One of my favorite command line tips: you can add 'comments' full of keywords to shell commands, which makes searching your command history easier.

> obscure-cmd --with-weird-flags -Qdt # searchable comment keywords

Presumably you're using something like fzf for history search, but this is still useful without it.

This is especially useful for cli tools with obscure names/flags, or when you can't remember where a particular log file is.

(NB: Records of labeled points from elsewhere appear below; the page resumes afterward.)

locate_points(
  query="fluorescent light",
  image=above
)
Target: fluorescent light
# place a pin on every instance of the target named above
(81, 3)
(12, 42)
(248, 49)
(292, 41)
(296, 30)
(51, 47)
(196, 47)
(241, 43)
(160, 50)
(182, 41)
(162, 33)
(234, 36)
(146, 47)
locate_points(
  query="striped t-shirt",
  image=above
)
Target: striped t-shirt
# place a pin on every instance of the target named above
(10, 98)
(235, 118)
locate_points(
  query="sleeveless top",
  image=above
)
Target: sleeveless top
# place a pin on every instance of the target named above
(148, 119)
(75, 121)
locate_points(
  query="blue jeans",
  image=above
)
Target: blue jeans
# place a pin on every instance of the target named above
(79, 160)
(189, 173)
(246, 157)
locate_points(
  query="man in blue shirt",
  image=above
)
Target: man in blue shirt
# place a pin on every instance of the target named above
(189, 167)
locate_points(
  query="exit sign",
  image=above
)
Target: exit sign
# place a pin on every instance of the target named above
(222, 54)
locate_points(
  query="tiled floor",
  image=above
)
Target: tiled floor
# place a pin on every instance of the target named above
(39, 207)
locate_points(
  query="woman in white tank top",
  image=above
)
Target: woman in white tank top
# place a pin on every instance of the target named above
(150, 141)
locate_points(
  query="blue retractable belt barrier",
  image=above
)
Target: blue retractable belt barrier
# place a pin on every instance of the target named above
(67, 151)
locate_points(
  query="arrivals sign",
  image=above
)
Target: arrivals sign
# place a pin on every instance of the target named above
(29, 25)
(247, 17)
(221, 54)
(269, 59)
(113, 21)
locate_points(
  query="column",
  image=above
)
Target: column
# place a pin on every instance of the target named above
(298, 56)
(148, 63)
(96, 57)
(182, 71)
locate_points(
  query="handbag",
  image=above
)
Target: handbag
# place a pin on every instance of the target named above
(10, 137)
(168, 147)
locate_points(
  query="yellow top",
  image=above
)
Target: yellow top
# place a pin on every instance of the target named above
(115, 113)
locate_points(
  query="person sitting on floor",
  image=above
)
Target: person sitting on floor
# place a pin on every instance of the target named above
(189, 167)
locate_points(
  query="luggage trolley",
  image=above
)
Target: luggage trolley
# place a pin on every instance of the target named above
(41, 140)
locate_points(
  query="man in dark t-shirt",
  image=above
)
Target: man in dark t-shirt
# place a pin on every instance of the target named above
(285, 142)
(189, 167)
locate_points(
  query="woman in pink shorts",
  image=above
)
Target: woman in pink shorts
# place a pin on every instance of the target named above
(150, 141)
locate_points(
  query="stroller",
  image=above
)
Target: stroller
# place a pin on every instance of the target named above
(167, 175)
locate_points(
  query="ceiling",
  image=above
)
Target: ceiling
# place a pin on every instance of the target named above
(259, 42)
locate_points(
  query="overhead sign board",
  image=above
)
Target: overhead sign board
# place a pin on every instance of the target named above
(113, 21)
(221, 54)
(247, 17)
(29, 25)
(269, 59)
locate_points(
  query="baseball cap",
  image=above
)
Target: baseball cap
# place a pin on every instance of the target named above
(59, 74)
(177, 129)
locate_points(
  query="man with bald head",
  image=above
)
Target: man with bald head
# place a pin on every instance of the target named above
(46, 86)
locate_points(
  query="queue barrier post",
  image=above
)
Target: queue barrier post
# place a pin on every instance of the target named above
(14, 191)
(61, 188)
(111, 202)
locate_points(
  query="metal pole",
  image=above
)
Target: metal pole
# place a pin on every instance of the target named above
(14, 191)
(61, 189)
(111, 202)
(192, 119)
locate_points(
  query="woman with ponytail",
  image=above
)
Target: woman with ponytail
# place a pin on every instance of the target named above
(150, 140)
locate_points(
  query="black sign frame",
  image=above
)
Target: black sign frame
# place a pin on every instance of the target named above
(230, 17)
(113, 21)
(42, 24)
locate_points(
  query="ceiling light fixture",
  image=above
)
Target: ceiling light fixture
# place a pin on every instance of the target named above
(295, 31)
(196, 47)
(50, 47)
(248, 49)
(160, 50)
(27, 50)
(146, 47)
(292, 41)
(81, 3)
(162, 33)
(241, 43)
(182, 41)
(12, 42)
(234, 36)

Some examples from my history:

tail awesomewm logs:

tail -f ~/.cache/awesome/logs -n 2000 # tail follow log awesomewm

fix linux clock drift:

sudo ntpd -qg && sudo hwclock --systohc # fix linux clock time drift

copy ngrok public url to clipboard:

curl -s http://localhost:4040/api/tunnels | jq ".tunnels[0].public_url" | tr -d '"' | tr -d '\n' | xclip -selection clipboard -i # fetch ngrok url uri, copy to clipboard

sign ssh and gpg, then refresh the emacs keychain env:

keychain --agents gpg,ssh --eval id_rsa <some-gpg-id> && emacsclient -e '(keychain-refresh-environment)' # sign ssh,gpg password, refresh emacs env

Another gpg one:

git config commit.gpgsign false # disable gpg signing for this repo

Pacman/pamac commands, like listing orphaned packages:

pacman -Qdt # list orphans
pamac list -o # list orphans

xprop - super useful for debugging window management, for some reason i can never remember what it's called:

xprop # mouse click window x11 linux describe info client helper whateveritscalled

Some helpers from my clawe project:

bb --config ~/russmatney/clawe/bb.edn -x clawe.sxhkd.bindings/reset-bindings # reset sxhkd bindings
bb --config ~/russmatney/clawe/bb.edn -x clawe.restart/reload # reload clawe

Aliases come to mind as well - in some cases that might be a better fit. I like this because it's so low-lift.